Limitations of this study are that bacteria were randomized within species but every species was carried out on separate batch. Complete randomization would rule out potential systemic factor that causes confusion of E. faecalis and S. saprophyticus. Another limitation is that standard culture in unable to discriminate subspecies of S. saprophyticus, which would clarify clustering of the bacteria. Another limitation is that we lack the knowledge of the clinical background of the patients. Although bacteria seem to grow at similar rates in diabetic and non-diabetic urine [27], it is possible that different environment in diabetic urine modulates the metabolism of bacteria and thus affects the smell of the cultures. We consider the effect of these metabolites minor, since the volume of urine (approximately 0.2 ml) compared the volume of Agar (approximately 20 ml) in culture plate results in significant dilution. Comorbid factors would be an important consideration in eNose analysis conducted straight from urine. UTI is more common in diabetic patients but the prevalence of E. coli is similar to non-diabetic population. Klebisella is 2–3 times more common in diabetic population, so it is likely that diabetic urine is enriched in these samples [3]. Smoking is associated with increased susceptibility to many diseases but, perhaps surprisingly, not to UTI [28].

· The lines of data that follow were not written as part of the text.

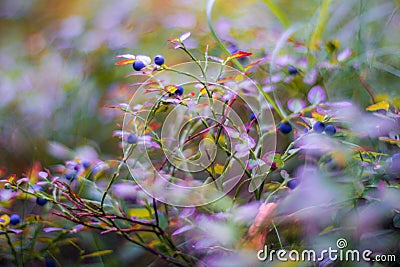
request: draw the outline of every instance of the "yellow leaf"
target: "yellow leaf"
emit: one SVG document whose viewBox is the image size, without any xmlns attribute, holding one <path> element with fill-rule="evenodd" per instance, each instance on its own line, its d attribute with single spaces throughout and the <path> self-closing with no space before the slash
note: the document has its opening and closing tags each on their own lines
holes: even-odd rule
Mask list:
<svg viewBox="0 0 400 267">
<path fill-rule="evenodd" d="M 209 167 L 209 168 L 207 168 L 207 170 L 209 171 L 209 172 L 211 172 L 212 173 L 212 169 L 213 169 L 213 167 Z M 214 173 L 215 174 L 218 174 L 218 175 L 221 175 L 222 173 L 224 172 L 224 166 L 222 166 L 221 164 L 215 164 L 215 166 L 214 166 Z"/>
<path fill-rule="evenodd" d="M 235 76 L 235 82 L 241 82 L 244 80 L 244 75 L 238 74 Z"/>
<path fill-rule="evenodd" d="M 380 109 L 384 109 L 386 111 L 389 110 L 389 103 L 386 101 L 381 101 L 379 103 L 373 104 L 371 106 L 368 106 L 365 110 L 367 111 L 376 111 L 376 110 L 380 110 Z"/>
<path fill-rule="evenodd" d="M 160 245 L 161 241 L 159 239 L 155 239 L 147 243 L 147 245 L 151 248 L 155 248 L 156 246 Z"/>
<path fill-rule="evenodd" d="M 6 226 L 10 223 L 10 217 L 7 214 L 3 214 L 0 217 L 0 226 Z"/>
<path fill-rule="evenodd" d="M 178 86 L 175 86 L 175 85 L 167 85 L 167 86 L 165 86 L 165 91 L 167 91 L 168 93 L 170 93 L 170 94 L 173 94 L 173 93 L 175 93 L 175 91 L 178 89 Z"/>
<path fill-rule="evenodd" d="M 325 116 L 324 116 L 324 115 L 321 115 L 321 114 L 319 114 L 319 113 L 317 113 L 317 112 L 312 112 L 312 113 L 311 113 L 311 116 L 312 116 L 316 121 L 320 121 L 320 122 L 325 121 Z"/>
<path fill-rule="evenodd" d="M 376 94 L 375 95 L 376 102 L 389 101 L 389 99 L 390 99 L 390 97 L 388 94 Z"/>
<path fill-rule="evenodd" d="M 146 208 L 131 208 L 128 210 L 127 215 L 129 217 L 139 217 L 143 219 L 151 219 L 152 214 L 149 213 L 149 211 Z"/>
<path fill-rule="evenodd" d="M 100 257 L 100 256 L 111 254 L 111 253 L 113 253 L 113 251 L 111 249 L 100 250 L 100 251 L 96 251 L 96 252 L 93 252 L 93 253 L 90 253 L 90 254 L 83 255 L 82 259 Z"/>
<path fill-rule="evenodd" d="M 203 89 L 200 90 L 200 95 L 206 95 L 207 94 L 207 90 L 204 87 Z"/>
</svg>

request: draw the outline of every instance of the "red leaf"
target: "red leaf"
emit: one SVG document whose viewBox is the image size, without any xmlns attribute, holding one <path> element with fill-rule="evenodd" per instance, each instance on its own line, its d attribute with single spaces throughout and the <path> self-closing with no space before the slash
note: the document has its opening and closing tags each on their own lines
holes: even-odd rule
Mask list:
<svg viewBox="0 0 400 267">
<path fill-rule="evenodd" d="M 245 51 L 239 50 L 235 54 L 231 55 L 229 58 L 230 59 L 243 58 L 243 57 L 248 57 L 251 55 L 252 55 L 252 53 L 250 53 L 250 52 L 245 52 Z"/>
</svg>

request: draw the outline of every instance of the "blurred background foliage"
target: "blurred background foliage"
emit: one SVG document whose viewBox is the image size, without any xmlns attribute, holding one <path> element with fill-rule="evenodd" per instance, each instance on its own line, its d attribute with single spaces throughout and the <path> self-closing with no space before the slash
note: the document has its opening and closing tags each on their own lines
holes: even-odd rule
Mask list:
<svg viewBox="0 0 400 267">
<path fill-rule="evenodd" d="M 231 49 L 271 53 L 285 30 L 271 3 L 283 11 L 286 27 L 301 25 L 294 36 L 307 43 L 321 1 L 216 1 L 212 19 L 217 34 Z M 337 39 L 341 47 L 354 49 L 358 63 L 368 65 L 371 87 L 390 97 L 397 94 L 400 76 L 398 6 L 389 0 L 332 1 L 322 35 L 323 42 Z M 125 78 L 129 70 L 116 68 L 114 56 L 161 53 L 169 65 L 188 61 L 165 42 L 185 31 L 193 32 L 188 46 L 197 55 L 209 45 L 210 54 L 220 56 L 205 13 L 202 0 L 1 1 L 1 165 L 20 173 L 35 160 L 54 163 L 46 152 L 48 141 L 71 148 L 89 144 L 105 157 L 119 155 L 111 138 L 118 113 L 106 106 L 126 101 L 133 87 Z M 304 52 L 293 46 L 281 50 Z M 321 49 L 317 56 L 325 54 Z M 349 75 L 352 71 L 333 72 L 328 84 L 334 89 L 328 93 L 367 101 L 354 93 L 359 81 Z"/>
<path fill-rule="evenodd" d="M 294 44 L 310 42 L 322 2 L 217 0 L 212 21 L 227 47 L 250 51 L 254 58 L 270 55 L 285 30 L 298 27 L 280 54 L 301 57 L 309 51 Z M 277 19 L 273 5 L 285 19 Z M 0 1 L 0 167 L 20 175 L 35 161 L 59 163 L 48 153 L 49 142 L 89 145 L 103 159 L 119 157 L 112 133 L 122 114 L 107 106 L 127 102 L 135 90 L 131 83 L 139 78 L 126 78 L 129 68 L 115 67 L 114 56 L 163 54 L 168 65 L 187 62 L 166 42 L 187 31 L 195 55 L 208 45 L 209 54 L 222 56 L 207 26 L 206 6 L 204 0 Z M 360 74 L 379 99 L 399 99 L 399 7 L 392 0 L 331 1 L 314 64 L 329 59 L 325 45 L 334 40 L 355 55 L 346 69 L 326 73 L 330 100 L 371 104 Z M 268 70 L 258 75 L 266 79 Z M 295 86 L 283 89 L 282 103 L 300 94 Z M 94 236 L 80 240 L 88 251 L 109 248 L 108 237 Z M 137 256 L 132 251 L 127 245 L 115 258 L 128 262 Z M 107 258 L 106 265 L 115 258 Z"/>
</svg>

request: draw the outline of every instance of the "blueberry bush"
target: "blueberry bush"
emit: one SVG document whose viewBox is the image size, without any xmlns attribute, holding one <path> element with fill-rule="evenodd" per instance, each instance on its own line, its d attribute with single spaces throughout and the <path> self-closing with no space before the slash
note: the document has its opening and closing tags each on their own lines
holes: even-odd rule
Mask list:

With these promising results, the next step is to attempt discrimination of bacteria in urine samples. Aathithan et al. described an eNose device that could discriminate incubated urine samples as infected or uninfected after overnight incubation with sensitivity of 72.3% and specificity of 89.4% by use of PCA. No cross-validation was reported implicating that discrimination algorithm may suffer from overfitting the study sample and the performance may be significantly poorer in new sample set. The device used there was designed for laboratory setting and received an FDA approval. To authors' knowledge, the device is not currently available for commercial use. Kodogiannis et al used previously described Bloodhound device and by use of neural networks, managed to discriminate bacterial pathogens with a classification rate of 100%. Notably, this discrimination was achieved only after 5 hours of incubation. We aim to achieve similar discrimination with handheld device. The greatest challenge is that unlike cultured samples, urine samples are associated with high biological variance caused by kidney function, medications, age, sex and comorbid conditions such as inflammatory bowel disease which has recently been shown to modify the smellprint of urine due to changes in gut flora [29].

Conclusions

A handheld, mobile eNose is able to rapidly, without sample preparation and at low cost to discriminate common urinary bacterial pathogens from culture plates. High discrimination is achieved both between sterile and bacterial plates as well as between different bacterial species. Our results warrant future trial attempting discrimination of urine samples. Future studies should focus on analysis of the effect of comorbidities such as diabetes and include a larger number of pathogens. Major attention should be paid on streamlining sampling and analysis to allow the analysis of larger samples.